Let me open with a disclaimer: I am an iPad owner. I use it everyday and yes, I am very happy with its performance. I used to travel for both pleasure and business with a laptop and have definitely found the iPad to be a breath of fresh air. While it doesn't do everything, it does enough to make me happy.
A lot of naysayers out are predicting the end of the Apple era or at the very least the end of the Apple growth era. While most analysts focus on the iPhone , I wanted to take a look at Apple's other flagship product; the iPad. Let's start by looking at the iPad United States unveiling dates by version so that you can match the release dates with the sales numbers:
iPad 1 – April 3, 2010
iPad 2 – March 2, 2011
iPad 3 – March 7, 2012
iPad 4 – October 23, 2012 – introduced iPad Mini
iPad 5 – October 22, 2013
Now, let's look at a graph that shows iPad sales by quarter since its introduction in the second quarter of 2010:
The climb in sales has been pretty steady, however, what is worrying is the decline over the second and third quarters of 2013 where sales dropped from 22.9 million in Q1 2013 to 14.6 million in Q3 2013, a total drop of 8.3 million units. With today's release, we find that sales dropped even further to 14.1 million units in Q4 2013 for a total drop of 8.8 million units on the year.
Here's a graph that shows the quarter-over-quarter sales volume gains and losses:
The best quarter-over-quarter gain was back in Q2 to Q3 2011 when sales rose by 97.2 percent, just after iPad 2 was introduced. Notice that from Q2 to Q3 2013, there has been a substantial cumulative drop in sales; with the release of fiscal 2013 data, there are now three quarters with quarter-over-quarter sales drops, the longest losing streak since the iPad was introduced three and a half years ago. Since unit sales peaked in the first quarter of 2013, volumes have dropped by 38.4 percent, a not insignificant amount and a trend that one would hope (if they were Apple) would be reversed soon.

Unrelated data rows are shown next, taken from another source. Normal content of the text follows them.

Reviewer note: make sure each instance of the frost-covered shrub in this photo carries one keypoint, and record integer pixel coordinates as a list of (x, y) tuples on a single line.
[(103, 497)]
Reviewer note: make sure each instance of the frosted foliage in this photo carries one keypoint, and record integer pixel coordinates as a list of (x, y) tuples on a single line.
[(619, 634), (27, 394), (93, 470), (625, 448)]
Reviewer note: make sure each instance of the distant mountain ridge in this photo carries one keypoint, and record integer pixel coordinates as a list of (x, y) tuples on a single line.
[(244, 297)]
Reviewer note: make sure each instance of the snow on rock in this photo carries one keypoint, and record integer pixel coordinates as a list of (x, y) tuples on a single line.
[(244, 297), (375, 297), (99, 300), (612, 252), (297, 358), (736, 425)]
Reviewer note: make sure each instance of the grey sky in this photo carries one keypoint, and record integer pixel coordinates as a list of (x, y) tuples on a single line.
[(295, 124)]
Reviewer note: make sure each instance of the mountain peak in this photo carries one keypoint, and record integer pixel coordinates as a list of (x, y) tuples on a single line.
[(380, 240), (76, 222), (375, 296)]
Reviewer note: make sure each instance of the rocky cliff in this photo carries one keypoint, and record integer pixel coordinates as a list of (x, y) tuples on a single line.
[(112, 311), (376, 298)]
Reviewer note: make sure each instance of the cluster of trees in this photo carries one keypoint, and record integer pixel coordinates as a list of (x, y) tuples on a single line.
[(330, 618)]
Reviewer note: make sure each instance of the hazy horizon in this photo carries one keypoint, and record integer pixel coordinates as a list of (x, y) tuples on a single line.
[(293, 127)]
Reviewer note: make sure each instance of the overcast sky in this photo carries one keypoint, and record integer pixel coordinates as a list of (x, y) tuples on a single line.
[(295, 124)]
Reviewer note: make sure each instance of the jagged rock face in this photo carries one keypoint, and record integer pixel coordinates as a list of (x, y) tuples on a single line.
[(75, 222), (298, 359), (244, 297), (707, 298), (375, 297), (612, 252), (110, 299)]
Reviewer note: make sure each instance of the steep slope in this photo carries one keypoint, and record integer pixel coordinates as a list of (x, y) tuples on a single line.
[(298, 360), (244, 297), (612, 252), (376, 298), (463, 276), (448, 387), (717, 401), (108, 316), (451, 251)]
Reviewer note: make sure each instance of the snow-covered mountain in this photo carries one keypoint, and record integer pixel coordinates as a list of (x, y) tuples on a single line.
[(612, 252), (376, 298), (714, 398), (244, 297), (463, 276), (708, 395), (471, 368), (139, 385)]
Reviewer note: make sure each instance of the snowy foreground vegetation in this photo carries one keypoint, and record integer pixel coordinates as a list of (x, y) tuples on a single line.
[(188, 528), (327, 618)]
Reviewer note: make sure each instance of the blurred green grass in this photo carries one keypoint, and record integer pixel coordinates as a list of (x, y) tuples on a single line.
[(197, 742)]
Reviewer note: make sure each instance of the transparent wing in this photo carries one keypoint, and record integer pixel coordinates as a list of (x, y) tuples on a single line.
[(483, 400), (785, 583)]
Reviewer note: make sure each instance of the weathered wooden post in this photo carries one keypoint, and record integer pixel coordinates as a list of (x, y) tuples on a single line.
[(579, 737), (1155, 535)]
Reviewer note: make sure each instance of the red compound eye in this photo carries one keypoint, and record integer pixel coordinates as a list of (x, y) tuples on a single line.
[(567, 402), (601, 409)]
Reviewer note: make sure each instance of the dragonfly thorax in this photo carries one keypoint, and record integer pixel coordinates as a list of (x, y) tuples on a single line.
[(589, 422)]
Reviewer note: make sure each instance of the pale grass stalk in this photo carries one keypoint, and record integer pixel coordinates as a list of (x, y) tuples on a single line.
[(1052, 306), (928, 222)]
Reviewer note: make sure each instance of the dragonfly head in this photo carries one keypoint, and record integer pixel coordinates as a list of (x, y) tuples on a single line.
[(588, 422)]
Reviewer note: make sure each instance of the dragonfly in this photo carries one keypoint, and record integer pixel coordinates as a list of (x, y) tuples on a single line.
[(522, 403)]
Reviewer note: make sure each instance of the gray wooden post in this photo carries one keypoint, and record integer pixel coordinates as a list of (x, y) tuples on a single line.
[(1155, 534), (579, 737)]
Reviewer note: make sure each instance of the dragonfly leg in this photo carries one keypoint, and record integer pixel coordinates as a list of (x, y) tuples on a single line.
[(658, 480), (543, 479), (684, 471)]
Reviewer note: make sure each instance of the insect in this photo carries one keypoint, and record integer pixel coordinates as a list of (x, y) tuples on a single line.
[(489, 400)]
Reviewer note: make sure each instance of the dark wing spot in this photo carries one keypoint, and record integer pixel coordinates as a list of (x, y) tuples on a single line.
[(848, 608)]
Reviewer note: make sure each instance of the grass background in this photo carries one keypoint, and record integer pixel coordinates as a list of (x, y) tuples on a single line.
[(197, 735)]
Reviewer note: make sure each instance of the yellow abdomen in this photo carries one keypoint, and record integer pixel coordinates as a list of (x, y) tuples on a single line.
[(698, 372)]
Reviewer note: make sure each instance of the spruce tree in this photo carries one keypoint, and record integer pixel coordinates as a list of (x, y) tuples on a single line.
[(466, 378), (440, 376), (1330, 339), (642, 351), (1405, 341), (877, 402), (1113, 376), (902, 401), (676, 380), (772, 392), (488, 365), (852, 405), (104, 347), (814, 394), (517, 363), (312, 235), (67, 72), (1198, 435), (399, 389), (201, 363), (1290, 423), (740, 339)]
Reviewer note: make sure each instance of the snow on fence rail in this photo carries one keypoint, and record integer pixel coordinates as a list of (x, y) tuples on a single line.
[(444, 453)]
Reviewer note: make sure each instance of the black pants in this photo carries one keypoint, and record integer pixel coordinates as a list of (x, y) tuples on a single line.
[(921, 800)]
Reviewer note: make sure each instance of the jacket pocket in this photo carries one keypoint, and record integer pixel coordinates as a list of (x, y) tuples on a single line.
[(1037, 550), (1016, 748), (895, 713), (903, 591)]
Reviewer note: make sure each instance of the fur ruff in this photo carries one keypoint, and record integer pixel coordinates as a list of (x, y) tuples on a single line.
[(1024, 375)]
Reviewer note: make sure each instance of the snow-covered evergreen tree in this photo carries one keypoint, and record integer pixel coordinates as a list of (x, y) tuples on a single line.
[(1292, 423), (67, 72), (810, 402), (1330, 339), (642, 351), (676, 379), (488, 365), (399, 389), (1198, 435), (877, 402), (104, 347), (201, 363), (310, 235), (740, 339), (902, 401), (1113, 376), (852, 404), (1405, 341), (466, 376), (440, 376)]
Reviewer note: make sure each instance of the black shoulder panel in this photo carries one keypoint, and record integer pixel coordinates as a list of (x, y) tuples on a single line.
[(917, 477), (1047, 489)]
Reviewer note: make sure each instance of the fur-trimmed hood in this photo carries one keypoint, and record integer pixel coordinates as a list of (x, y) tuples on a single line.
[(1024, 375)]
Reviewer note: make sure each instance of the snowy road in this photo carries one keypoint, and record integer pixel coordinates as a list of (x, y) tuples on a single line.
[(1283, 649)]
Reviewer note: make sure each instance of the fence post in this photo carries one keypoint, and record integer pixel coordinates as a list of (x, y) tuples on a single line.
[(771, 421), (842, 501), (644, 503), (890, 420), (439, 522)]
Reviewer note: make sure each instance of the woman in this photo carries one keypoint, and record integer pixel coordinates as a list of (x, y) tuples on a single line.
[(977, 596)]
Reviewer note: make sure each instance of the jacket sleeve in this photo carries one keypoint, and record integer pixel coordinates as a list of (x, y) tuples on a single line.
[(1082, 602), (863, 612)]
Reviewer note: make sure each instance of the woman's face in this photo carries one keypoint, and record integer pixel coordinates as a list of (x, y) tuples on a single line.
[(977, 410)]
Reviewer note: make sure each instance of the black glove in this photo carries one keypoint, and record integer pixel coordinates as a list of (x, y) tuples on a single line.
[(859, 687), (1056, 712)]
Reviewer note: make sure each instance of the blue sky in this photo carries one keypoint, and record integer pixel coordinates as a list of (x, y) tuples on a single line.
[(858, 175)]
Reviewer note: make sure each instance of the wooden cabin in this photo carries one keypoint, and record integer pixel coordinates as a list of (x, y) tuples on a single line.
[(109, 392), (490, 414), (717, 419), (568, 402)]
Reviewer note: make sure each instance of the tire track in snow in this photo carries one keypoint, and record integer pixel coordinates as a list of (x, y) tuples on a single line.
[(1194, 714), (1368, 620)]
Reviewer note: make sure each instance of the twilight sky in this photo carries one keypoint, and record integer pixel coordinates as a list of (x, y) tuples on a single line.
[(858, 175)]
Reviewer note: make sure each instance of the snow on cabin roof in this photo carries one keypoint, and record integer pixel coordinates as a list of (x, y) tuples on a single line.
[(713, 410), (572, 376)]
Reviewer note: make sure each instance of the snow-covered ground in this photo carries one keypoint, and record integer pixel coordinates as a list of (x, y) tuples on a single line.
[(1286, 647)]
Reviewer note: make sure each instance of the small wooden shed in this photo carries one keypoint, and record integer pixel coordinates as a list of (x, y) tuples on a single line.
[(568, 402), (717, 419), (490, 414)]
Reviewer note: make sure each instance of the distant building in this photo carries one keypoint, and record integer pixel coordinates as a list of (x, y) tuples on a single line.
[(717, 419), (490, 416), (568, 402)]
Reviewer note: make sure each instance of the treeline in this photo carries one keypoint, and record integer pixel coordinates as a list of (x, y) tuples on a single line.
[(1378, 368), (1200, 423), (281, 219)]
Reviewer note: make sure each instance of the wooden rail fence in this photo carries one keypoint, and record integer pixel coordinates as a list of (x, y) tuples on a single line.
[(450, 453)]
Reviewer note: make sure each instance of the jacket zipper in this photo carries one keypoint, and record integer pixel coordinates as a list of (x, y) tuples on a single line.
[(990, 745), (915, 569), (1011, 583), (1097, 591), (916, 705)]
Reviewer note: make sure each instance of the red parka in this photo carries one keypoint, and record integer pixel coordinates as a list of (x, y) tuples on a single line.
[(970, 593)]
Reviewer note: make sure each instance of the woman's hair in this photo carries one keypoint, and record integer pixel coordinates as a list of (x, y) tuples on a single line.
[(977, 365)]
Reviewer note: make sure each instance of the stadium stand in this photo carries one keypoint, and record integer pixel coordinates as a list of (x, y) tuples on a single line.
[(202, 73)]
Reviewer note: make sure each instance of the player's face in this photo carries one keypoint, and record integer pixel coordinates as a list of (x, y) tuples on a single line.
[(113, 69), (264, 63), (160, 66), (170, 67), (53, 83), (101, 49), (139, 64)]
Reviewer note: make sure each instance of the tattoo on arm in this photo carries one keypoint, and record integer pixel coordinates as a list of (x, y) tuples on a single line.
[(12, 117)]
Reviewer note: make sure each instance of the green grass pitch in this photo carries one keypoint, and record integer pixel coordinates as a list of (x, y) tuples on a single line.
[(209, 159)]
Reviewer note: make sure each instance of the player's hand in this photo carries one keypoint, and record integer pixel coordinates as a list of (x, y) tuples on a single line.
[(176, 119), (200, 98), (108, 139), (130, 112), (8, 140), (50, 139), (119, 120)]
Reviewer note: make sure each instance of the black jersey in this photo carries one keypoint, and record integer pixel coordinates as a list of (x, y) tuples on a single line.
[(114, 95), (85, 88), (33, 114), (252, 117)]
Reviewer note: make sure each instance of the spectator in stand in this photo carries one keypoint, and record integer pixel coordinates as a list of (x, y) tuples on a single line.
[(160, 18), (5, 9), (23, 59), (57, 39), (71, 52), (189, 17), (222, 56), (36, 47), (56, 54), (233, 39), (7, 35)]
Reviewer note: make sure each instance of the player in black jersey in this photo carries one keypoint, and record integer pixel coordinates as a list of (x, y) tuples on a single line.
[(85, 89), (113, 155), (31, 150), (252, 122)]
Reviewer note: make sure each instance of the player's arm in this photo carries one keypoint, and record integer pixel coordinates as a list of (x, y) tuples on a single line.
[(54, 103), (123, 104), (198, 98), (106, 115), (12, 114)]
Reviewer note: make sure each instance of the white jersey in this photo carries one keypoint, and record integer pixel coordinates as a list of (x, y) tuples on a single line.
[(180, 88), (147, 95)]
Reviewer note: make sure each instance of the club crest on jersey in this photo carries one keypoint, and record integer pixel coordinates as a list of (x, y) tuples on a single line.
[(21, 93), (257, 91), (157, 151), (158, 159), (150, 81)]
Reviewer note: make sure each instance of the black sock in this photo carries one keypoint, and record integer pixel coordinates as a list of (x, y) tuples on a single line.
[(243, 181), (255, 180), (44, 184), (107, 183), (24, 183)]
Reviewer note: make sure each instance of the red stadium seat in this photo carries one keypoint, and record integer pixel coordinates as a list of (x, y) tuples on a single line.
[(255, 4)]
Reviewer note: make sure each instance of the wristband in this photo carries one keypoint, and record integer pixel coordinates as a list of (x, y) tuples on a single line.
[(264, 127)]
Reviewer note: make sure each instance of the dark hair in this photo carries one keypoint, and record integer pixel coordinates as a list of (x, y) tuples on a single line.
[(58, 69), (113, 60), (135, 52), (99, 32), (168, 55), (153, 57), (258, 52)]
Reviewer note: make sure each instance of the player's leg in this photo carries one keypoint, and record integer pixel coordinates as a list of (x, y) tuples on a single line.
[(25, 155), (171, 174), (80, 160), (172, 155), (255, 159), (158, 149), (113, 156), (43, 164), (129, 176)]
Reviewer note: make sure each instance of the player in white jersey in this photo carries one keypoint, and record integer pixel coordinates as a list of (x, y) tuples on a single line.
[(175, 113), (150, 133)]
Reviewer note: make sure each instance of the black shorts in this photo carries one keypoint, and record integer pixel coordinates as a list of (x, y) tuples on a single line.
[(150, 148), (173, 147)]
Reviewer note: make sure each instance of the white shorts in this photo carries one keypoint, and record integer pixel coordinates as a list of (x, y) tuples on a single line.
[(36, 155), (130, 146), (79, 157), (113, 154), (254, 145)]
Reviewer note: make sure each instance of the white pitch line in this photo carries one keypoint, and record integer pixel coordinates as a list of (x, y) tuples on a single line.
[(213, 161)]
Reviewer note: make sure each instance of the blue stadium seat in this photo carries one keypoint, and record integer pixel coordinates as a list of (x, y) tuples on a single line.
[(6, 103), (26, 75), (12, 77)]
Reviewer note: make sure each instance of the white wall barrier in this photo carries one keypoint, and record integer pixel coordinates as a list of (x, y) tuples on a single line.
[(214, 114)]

Lastly, let's put the sales of iPads into corporate-wide perspective. In 2012, Apple's total net sales were $156,508 billion. Net sales of iPads was $32.424 billion or 20.7 percent of the total, the second largest net seller in Apple's relatively narrow slate of products. By way of comparison, iPhone sales were $80.477 billion or 41.5 percent of total net sales.
It will be interesting to watch the sales trends for Apple's tablet. With the product making up a substantial portion of Apple's overall net sales, a continuing drop in sales will definitely put a damper on earnings growth in the future, particularly if Apple does not have an innovative replacement product in its stable.